I just returned from visiting the Hoard Museum in Fort Atkinson, Wis., where today was the last day that the Roberto Clemente exhibit would be there, and I didn't want to miss it. I called my friend Nick up and we drove over.
When we arrived we were met by a nice older couple who ran the place. They gave us a bit of information and showed us the way to a small hall where a video from the PBS series American Experience would be shown about Clemente's life.
Fifty minutes later, I was humbled and awestruck by the the God-send's life. Clemente was unique and very ahead of his time spiritually and physically. Long before the New Age movement took off in the West, Clemente was experimenting with various vitamin and supplement concoctions he believed would improve his physical prowess.
Deeper than that, he also believed in mystical abilities, not least of which was an ability to connect between life and death. His older sister died when he was just a baby. He said that at various times throughout his life he felt his sister standing right beside him. There was a melancholy about him which he carried his whole life.
Being one of the first Latin Americans to break into the big leagues, he regularly had trouble with a cynical press. They made fun of his accent and the way he would talk about his pain, both physical and emotional. He broke the mold of the stoic player's kingdom; a feat with which the press, fans, and fellow players all had trouble grappling.
Having grown up poor and disenfranchised in Carolina, Puerto Rico, in life his heart was as big as his legend would become in death. The season after he helped the Pirates win the World Series, Clemente batted his 3,000th hit on a double in 1972. The fans cheered for minutes, so intensely that players stopped playing until the stands were quited. In December that year there was a terrible earthquake in Managua, Nicaragua.

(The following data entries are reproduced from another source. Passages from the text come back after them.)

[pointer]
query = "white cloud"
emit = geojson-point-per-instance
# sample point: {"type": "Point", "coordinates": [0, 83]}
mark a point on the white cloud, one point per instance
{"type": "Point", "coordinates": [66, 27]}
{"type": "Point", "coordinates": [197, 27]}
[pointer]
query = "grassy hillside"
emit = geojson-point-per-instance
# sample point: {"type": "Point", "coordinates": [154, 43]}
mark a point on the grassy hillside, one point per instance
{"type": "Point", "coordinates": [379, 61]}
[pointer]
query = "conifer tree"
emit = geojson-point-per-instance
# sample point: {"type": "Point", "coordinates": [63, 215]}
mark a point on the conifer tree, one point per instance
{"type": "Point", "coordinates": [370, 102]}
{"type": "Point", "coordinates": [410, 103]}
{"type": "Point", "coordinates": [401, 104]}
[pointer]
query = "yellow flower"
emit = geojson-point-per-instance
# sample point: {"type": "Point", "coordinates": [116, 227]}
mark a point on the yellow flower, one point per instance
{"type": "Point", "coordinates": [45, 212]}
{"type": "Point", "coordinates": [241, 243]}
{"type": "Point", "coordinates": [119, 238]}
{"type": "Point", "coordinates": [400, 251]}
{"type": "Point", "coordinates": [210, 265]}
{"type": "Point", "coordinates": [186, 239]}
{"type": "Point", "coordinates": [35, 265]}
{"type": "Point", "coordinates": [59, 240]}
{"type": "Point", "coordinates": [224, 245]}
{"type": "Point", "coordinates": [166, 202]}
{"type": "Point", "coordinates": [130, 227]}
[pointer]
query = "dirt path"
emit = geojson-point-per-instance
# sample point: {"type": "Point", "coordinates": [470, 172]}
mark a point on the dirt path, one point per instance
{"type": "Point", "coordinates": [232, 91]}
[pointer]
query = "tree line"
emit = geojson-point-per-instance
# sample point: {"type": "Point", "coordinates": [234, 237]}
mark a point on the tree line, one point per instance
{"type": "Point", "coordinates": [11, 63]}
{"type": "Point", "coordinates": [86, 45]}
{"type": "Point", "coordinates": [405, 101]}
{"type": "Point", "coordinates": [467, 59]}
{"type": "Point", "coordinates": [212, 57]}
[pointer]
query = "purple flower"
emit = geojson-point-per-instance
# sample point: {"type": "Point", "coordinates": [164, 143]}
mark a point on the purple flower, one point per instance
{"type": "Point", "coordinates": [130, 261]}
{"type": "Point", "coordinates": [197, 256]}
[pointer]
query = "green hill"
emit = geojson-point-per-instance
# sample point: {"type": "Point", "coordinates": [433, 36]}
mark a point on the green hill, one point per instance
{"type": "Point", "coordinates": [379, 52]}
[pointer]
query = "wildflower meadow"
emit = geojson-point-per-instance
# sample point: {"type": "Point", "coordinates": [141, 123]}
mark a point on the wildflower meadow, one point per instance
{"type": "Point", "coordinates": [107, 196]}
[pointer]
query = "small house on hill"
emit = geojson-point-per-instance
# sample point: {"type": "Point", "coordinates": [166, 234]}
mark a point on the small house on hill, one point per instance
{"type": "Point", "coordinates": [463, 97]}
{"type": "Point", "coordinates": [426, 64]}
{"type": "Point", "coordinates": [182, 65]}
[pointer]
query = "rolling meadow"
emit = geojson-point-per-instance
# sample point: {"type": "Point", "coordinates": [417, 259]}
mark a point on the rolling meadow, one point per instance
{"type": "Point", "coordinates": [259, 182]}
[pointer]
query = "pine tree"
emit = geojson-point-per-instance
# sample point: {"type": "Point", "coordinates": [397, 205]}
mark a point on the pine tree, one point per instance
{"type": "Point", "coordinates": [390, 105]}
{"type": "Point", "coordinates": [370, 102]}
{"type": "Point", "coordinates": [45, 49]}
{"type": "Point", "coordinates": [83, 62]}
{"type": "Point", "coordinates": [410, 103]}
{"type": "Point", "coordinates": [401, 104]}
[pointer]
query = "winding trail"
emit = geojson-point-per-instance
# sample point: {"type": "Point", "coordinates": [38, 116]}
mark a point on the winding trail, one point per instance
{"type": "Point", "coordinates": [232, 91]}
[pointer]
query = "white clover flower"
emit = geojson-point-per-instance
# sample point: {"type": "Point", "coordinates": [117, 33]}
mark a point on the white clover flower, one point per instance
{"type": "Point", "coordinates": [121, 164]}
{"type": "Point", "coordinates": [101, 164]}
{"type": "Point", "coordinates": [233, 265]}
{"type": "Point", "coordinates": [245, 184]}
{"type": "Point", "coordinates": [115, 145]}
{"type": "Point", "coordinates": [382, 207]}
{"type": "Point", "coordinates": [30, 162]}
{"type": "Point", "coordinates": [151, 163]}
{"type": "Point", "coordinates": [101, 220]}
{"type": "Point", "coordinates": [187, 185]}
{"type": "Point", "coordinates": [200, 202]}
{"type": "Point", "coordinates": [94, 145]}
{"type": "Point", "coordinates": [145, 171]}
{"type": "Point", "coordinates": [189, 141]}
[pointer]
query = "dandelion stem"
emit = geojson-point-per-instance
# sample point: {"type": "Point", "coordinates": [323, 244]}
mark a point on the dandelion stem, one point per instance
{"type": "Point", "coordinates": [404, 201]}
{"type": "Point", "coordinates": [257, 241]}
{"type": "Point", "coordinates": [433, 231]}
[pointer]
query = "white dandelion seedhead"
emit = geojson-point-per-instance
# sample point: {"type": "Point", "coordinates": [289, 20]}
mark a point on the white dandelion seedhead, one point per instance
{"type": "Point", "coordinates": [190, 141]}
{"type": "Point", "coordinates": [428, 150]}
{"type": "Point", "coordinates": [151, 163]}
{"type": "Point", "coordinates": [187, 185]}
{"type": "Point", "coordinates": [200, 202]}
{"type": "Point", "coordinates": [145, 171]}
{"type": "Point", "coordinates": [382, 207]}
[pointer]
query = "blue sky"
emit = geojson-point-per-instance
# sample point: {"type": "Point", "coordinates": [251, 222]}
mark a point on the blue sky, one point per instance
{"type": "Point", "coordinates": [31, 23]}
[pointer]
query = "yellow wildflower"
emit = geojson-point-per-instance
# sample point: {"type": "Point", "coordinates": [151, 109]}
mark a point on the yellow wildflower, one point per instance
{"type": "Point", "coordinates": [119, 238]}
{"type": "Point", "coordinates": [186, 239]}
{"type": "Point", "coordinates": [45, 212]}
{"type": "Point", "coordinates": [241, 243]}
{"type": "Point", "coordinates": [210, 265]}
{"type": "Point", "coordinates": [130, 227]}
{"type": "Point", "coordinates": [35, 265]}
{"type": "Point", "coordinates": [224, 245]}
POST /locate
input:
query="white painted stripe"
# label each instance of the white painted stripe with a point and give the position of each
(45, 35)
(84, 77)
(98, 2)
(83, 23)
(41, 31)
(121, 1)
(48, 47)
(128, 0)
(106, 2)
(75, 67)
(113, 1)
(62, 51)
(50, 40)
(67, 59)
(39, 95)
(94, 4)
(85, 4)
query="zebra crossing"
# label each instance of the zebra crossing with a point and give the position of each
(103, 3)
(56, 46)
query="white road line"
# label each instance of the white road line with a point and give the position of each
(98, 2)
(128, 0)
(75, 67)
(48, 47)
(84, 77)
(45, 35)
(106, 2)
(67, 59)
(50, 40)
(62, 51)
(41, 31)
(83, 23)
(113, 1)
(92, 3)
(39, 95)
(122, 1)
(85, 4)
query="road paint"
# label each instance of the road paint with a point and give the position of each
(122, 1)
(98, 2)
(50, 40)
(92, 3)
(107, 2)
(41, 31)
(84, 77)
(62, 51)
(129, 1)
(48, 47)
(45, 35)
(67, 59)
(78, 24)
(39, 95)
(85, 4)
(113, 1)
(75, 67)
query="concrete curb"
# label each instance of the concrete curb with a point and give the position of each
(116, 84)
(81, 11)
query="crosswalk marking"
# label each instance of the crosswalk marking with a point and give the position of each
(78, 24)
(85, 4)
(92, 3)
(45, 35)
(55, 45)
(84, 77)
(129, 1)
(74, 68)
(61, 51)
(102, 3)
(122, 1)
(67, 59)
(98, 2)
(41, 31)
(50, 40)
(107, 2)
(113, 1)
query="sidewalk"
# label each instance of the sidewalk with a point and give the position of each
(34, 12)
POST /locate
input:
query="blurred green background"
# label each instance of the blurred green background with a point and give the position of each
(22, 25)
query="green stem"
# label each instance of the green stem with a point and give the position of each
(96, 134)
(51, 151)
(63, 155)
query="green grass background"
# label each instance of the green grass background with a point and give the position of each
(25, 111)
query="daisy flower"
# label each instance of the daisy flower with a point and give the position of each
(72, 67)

Clemente bought tons of relief supplies and sent them to the disaster ridden country. After vandals stole the relief supplies, Clemente boarded a plane carrying relief supplies from his native Puerto Rico to personally oversee their distribution. A few minutes after the old plane took off it crashed into the sea, taking Clemente's life. The current took almost all the wreckage out to sea and with it, his body.
This was a man who gave his life helping people. He gave most of his money away to charities and to helping the poor in America, Puerto Rico and Nicaragua.
Clemente once said, ''Any time you have an opportunity to make a difference in this world and you don't, then you are wasting your time on Earth.'' To complement that mantra, he also said,
"I am convinced that God wanted me to be a baseball player. I was born to play baseball."
There is no doubt about the validity of those two statements. His life ripples through the ages, touching all who saw him, all who heard of him and all whom he has moved. America and its past time is better for his American experience.